Uns anos atrás estava conversando com uma pessoa, a qual respeito muito, que trabalha em Big Tech e ela me perguntou por que o Núcleo pega pesado com as empresas de tecnologia, já que não são os únicos atores envolvidos em segurança online, desinformação e outras coisas sérias que acontecem ali.

"É sério que vocês vão responsabilizar a gente?", perguntou.

É sério.

O Núcleo foi fundado em cima de um conceito que, nos EUA, é chamado platform accountability – prestação de contas das plataformas. Note em nossas reportagens que, na esmagadora maioria, nosso foco é colocar as empresas e plataformas como personagens centrais, e não indivíduos específicos (com exceção dos bilionários que as comandam).

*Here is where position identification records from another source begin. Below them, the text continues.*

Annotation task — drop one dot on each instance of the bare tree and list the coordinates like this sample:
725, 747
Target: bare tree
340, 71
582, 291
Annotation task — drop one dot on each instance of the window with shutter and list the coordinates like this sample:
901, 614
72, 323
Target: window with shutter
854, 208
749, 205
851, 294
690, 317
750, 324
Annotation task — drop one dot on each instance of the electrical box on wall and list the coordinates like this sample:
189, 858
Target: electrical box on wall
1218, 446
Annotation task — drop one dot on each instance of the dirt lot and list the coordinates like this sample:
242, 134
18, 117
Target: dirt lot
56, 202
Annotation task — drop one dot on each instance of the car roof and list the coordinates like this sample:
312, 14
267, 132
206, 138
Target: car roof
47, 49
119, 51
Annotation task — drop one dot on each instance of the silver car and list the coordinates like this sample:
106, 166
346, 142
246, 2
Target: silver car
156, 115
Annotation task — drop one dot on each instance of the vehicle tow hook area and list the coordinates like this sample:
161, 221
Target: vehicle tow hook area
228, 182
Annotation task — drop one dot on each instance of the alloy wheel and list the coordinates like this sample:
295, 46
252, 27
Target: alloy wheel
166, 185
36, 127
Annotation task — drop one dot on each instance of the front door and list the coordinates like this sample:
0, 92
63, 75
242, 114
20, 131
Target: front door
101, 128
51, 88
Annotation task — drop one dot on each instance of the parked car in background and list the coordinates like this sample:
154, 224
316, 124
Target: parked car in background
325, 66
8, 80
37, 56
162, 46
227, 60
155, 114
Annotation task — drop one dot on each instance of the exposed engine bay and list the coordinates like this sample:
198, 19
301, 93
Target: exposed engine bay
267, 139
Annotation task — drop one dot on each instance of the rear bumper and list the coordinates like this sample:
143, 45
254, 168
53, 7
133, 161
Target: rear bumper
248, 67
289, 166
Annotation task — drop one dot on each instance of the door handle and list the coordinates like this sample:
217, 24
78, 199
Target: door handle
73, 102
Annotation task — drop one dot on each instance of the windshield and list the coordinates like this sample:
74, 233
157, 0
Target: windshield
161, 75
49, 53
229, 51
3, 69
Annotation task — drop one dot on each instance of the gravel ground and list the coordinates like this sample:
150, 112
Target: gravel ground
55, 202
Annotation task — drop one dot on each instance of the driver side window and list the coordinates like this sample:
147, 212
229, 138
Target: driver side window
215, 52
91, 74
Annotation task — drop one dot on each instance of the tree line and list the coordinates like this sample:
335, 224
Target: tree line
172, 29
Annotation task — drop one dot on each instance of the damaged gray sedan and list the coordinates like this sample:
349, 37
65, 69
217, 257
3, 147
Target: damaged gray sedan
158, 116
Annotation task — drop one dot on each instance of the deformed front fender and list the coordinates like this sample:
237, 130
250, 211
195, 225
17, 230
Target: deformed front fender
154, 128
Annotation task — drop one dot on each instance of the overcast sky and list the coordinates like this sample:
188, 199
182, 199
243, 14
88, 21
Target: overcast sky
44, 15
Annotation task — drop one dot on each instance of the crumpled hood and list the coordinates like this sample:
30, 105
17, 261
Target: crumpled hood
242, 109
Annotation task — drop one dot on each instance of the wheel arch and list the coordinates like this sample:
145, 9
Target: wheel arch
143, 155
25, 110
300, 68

Não dá pra eximir ninguém de responsabilidade online quando se trata de segurança de crianças e adolescentes – sem dúvida nenhuma, famílias, influenciadores, educadores, escolas, sociedade civil, políticos, governos e até anunciantes possuem grande parte da incumbência de cuidar da segurança online de nossos jovens.

Acontece que, de todos os atores envolvidos nessa responsabilidade, apenas um deles está ganhando bilhões de reais por ano: as plataformas. E mais, essas plataformas muitas vezes recompensam – com alcance e até monetização – as pessoas que exploram comportamentos abusivos, porque seus conteúdos dão audiência e engajamento.

É tão simples que me causa espanto quando alguém diz que não tem nada a ver com dinheiro. Tem tudo a ver com dinheiro, e o que ele traz para essas organizações. Estamos falando das empresas mais ricas da história do capitalismo, que agregaram tanto poder e recursos que viraram quase Estados paralelos.

Mesmo com todos os benefícios e facilidades que essas empresas trouxeram ao longo das últimas duas décadas – eu sou entusiasta e usuário de muitos de seus produtos e serviços – elas também passaram a ter cada vez mais responsabilidade com a sociedade à medida que se tornaram megazórdicas.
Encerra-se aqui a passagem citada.